Sur un deuxième niveau de réflexion, je pense aux quatre besoins de la personne humaine.
Le premier, le besoin d’éprouver un sens à sa vie. On dit aussi donner ou trouver un sens à sa vie. Ou orienter sa vie vers le sens.
Les trois autres, les besoins de structure, de stimulation et de reconnaissance. (Dixit l’AT)
Et je perçois ces discussions thématiques, habituelles, enflammées, vivantes, comme des tentatives de réponse à ces besoins. Chouette, hein ! Je me dis que l’être humain est bien construit. Et puis, cool, c’est la vraie vie.
Enfin, je pense à notre posture en tant que coach, notre attitude avec et vis à vis de nos clients, individuels ou équipes.
Quand ils disent et redisent, disent-ils la même chose ? Qu’est-ce que cela dit d’eux, de leur chemin, de leur croissance ? Comment parlent-ils de leurs granges pleines, de leurs valeurs? Comment les accompagner pour valoriser une prise de hauteur, des ouvertures d’options, des décisions d’agir, le premier pas ?
Entends-je la même chose à chaque fois ? Quelles sont mes émotions à ces moments-là ? Que disent-elles de moi, de l’autre, de la relation ? Qu’est-ce que j’en fais ? Les utiliser, les taire, les expliciter, les nommer ?

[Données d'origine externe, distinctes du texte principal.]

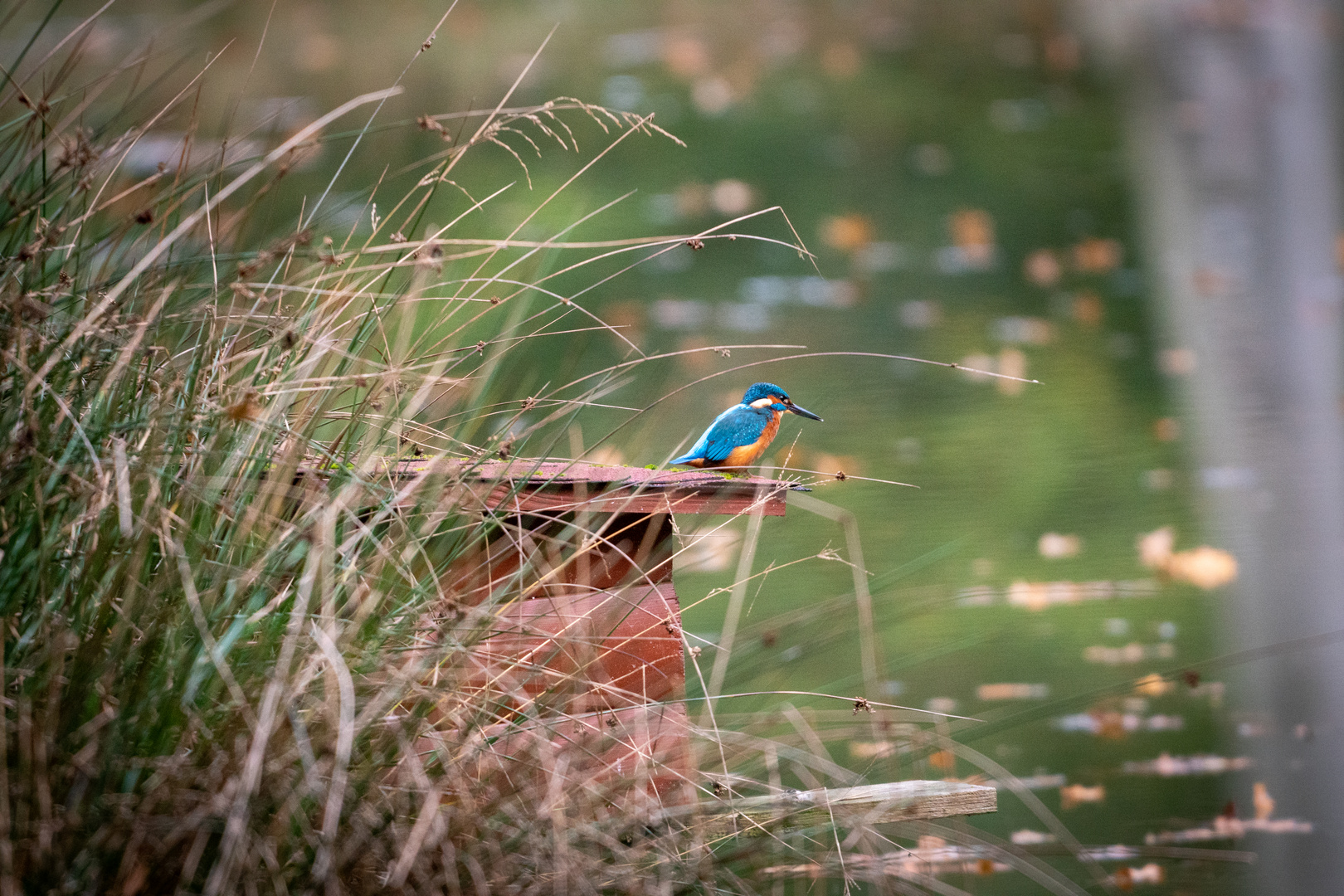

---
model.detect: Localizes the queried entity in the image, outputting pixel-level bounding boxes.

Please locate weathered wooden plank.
[700,781,999,835]
[384,458,806,516]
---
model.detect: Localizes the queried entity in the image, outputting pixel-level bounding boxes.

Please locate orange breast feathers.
[719,411,783,466]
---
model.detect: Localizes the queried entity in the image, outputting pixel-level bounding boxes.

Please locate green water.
[47,2,1250,892]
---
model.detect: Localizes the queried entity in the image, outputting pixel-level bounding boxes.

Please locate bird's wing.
[692,404,770,460]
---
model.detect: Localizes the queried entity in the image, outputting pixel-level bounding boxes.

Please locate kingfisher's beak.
[789,402,821,421]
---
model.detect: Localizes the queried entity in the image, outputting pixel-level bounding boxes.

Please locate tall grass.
[0,16,870,896]
[0,8,1134,896]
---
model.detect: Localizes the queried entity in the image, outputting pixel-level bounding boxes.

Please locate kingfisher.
[672,382,821,467]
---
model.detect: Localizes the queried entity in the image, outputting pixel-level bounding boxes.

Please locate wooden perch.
[699,781,999,835]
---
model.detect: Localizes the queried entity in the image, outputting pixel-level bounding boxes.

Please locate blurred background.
[12,0,1344,894]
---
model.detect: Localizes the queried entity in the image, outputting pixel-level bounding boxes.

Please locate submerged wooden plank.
[700,781,999,835]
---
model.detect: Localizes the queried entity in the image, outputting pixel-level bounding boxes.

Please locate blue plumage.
[672,382,821,466]
[672,402,774,464]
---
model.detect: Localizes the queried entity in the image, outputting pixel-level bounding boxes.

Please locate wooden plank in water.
[386,458,808,516]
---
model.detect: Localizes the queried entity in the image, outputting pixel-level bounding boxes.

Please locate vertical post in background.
[1077,0,1344,894]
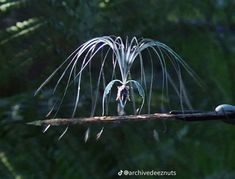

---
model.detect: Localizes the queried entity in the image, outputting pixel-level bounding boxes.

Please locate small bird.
[116,85,130,116]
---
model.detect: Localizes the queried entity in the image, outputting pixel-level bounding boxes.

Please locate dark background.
[0,0,235,179]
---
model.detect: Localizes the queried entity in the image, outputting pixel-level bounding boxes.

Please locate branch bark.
[27,111,235,126]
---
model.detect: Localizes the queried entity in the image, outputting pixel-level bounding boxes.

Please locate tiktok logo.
[118,170,123,176]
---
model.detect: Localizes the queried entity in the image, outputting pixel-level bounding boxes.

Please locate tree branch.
[27,111,235,126]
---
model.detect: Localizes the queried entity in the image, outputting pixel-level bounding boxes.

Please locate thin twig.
[27,111,235,126]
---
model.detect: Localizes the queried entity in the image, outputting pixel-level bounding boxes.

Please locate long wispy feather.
[35,36,199,138]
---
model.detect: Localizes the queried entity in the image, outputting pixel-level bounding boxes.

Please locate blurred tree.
[0,0,235,178]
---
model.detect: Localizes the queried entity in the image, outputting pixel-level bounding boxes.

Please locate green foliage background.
[0,0,235,178]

Je pense à la 8ème thèse de Frankl : la personne est dynamisme. Elle est un être en relation, de relation, qui se construit dans la relation, dans le regard de l’autre. Et c’est un cadre de croissance identitaire que je peux offrir à la personne, aux équipes que je coache, quand je leur offre cet espace où ils pourront se dire. Et agir.
Se dire est donc le premier espace nécessaire à la croissance.
Réjouissons-nous, nous sommes vivants !
Et vous, quels vont vos thèmes habituels, principaux ? Que disent-ils de vos valeurs ? Comment les mettez-vous en œuvre actuellement ? Quel prochain petit pas envisagez-vous de poser ?
* « banale ». L’utilisation de ce mot m’a choqué à la première lecture. Cependant, l’histoire est-elle vraie ? Rien n’est moins sûr.
** jeux psychologiques et jeux de pouvoir feront l’objet d’un prochain post.
Sur le premier niveau, qui est de raconter des histoires, tu le fais si bien, Philippe, que c’est toujours un plaisir de t’écouter ou de te lire. Merci !
Béatrice
Merci Béatrice, je prends. Et je trouve chouette d’avoir ton commentaire, sur ce premier niveau aussi. A tout bientôt Philippe
Quel plaisir de te lire et de t’écouter!